Aiuto!“, Hilfe, rufen Italiener, wenn sie in echter Not sind. Ministerpräsident Giuseppe Conte tat seinen Hilferuf am Montag zu Mittag im Abgeordnetenhaus in Rom. „Aiutateci!“, rief der 56-jährige Premierminister an die Abgeordneten gerichtet. „Ich bitte alle diejenigen, denen das Schicksal Italiens am Herzen liegt: Helfen Sie uns!“

Selten wurde ein politischer Hilferuf so explizit formuliert. Seit am vergangenen Mittwoch die Partei Italia viva (Iv) von Ex-Premier Matteo Renzi die von Conte geführte Links-Koalition verlassen hat, ist der Ministerpräsident auf neue Unterstützer angewiesen. Conte hofft vor allem auf die Hilfe von Kleinparteien oder einzelnen Überläufern, die im italienischen Parlamentarismus eine lange, umstrittene Tradition haben.

Am Montagabend stimmte das Abgeordnetenhaus über die Fortdauer der seit Sommer 2019 amtierenden Regierung Conte ab. Mit 321 Ja- gegen 259 Neinstimmen bei 27 Enthaltungen meisterte die Koalition aus Fünf-Sterne-Bewegung, den Sozialdemokraten vom Partito Democratico (PD) und der Links-Partei Leu mühelos diese erste Hürde. Als entscheidend gilt allerdings das Votum am heutigen Dienstag im Senat, der zweiten Parlamentskammer. Dort hat die Koalition nach dem Austritt von Iv keine Mehrheit mehr. Es fehlen rund 15 Stimmen. Scheitert Conte, drohen Neuwahlen.

Conte sagte vor den Abgeordneten am Montag: „Ich stehe hier, um eine Krise zu erklären, für die die Bürger und auch ich selbst keine plausible Begründung haben.“ In Italien starben schon mehr als 80.000 Menschen an oder mit dem Coronavirus, die Wirtschaftsleistung des Landes brach um knapp zehn Prozent ein. Dennoch hatte der frühere Ministerpräsident Renzi die Koalition aufgekündigt und Conte autoritäres Vorgehen vor allem bei der Bewältigung der Pandemie, aber auch bei der Vorbereitung des Plans zur Ausgabe der europäischen Hilfsgelder vorgeworfen.

Viele Beobachter in Rom halten diese Begründungen für vorgeschoben. Renzi, dessen Partei laut Umfragen bei nur drei Prozent liegt, wolle sich in erster Linie profilieren und zurück ins Zentrum der politischen Diskussion manövrieren. Dies ist Renzi für kurze Zeit gelungen, allerdings mit unkalkulierbaren Folgen. „Man kann nicht so tun, als sei nichts passiert, und einfach so ein Klima des Vertrauens wiederherstellen“, sagte Conte in seiner Rede.
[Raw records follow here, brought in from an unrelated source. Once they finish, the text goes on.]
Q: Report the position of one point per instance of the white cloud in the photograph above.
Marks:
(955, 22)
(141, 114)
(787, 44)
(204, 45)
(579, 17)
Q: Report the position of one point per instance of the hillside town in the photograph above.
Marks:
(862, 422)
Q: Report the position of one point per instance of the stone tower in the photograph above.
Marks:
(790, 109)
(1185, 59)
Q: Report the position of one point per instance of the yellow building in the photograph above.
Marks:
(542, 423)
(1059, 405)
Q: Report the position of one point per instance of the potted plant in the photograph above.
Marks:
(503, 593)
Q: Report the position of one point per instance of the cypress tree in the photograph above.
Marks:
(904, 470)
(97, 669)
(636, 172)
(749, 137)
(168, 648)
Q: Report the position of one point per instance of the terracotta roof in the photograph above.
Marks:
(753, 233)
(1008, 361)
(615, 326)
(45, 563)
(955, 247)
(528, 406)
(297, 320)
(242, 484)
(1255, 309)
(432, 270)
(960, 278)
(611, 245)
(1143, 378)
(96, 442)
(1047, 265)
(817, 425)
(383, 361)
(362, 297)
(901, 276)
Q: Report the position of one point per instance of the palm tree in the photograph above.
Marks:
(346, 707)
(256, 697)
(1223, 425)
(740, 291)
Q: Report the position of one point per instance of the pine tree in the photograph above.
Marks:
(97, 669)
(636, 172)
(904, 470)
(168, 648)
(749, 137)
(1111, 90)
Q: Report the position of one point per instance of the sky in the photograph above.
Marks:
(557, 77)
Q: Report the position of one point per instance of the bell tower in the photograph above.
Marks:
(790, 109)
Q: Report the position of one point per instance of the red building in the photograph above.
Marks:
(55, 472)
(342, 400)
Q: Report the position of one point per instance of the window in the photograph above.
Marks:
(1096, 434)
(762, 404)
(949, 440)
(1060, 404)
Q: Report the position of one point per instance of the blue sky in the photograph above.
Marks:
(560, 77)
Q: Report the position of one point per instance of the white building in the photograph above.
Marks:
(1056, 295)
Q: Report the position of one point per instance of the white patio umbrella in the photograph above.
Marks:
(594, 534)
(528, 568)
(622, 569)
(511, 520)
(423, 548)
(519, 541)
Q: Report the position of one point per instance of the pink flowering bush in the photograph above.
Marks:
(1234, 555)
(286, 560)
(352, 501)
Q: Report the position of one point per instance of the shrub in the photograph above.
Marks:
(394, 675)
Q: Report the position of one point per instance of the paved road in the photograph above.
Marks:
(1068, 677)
Jetzt werde ein neues Kapitel aufgeschlagen. Damit scheint der Koalitionsbruch auch vonseiten des Ministerpräsidenten besiegelt.

Überläufer haben Tradition

Der parteilose Premierminister kündigte für den Fall der Fortdauer seiner Regierung einen „Pakt für die Legislaturperiode“ an, die noch bis 2023 dauert. Dabei machte er viele Zugeständnisse vor allem an Kleinparteien aus der Mitte, etwa mit dem Versprechen, eine Wahlrechtsreform nach dem Verhältniswahlrecht anzustreben, das im Vergleich zum geltenden Mehrheitswahlrecht kleine Formationen begünstigt. „Wir brauchen Personen, die die Würde der Politik hochhalten“, sagte Conte und provozierte Sprechchöre aus der Opposition. Abgeordnete der rechten Lega skandierten den Namen von Clemente Mastella.

Mastella gilt als Personifikation des Wendehalses, auf Italienisch „trasformista“. Der 73-Jährige aus Kampanien war Minister in konservativen und linken Regierungen, 2008 brachte er die Regierung von Romani Prodi zum Sturz, war Mitglied in sechs Parteien. Die zweifelhafte, aber in Italien legale parlamentarische Kunst des Überlaufens beherrschte er wie wenig andere. Nun kommt es für Conte auf Mastellas Erben im Senat und deren Willen zur Unterstützung der Regierung an. Ausgerechnet in der Pandemie erlebt Italiens Demokratie damit einen Rückfall in alte Zeiten. Damals entschieden Kleinparteien oder einzelne Abgeordnete über Wohl und Wehe von Regierungen. Stabile Verhältnisse sehen anders aus.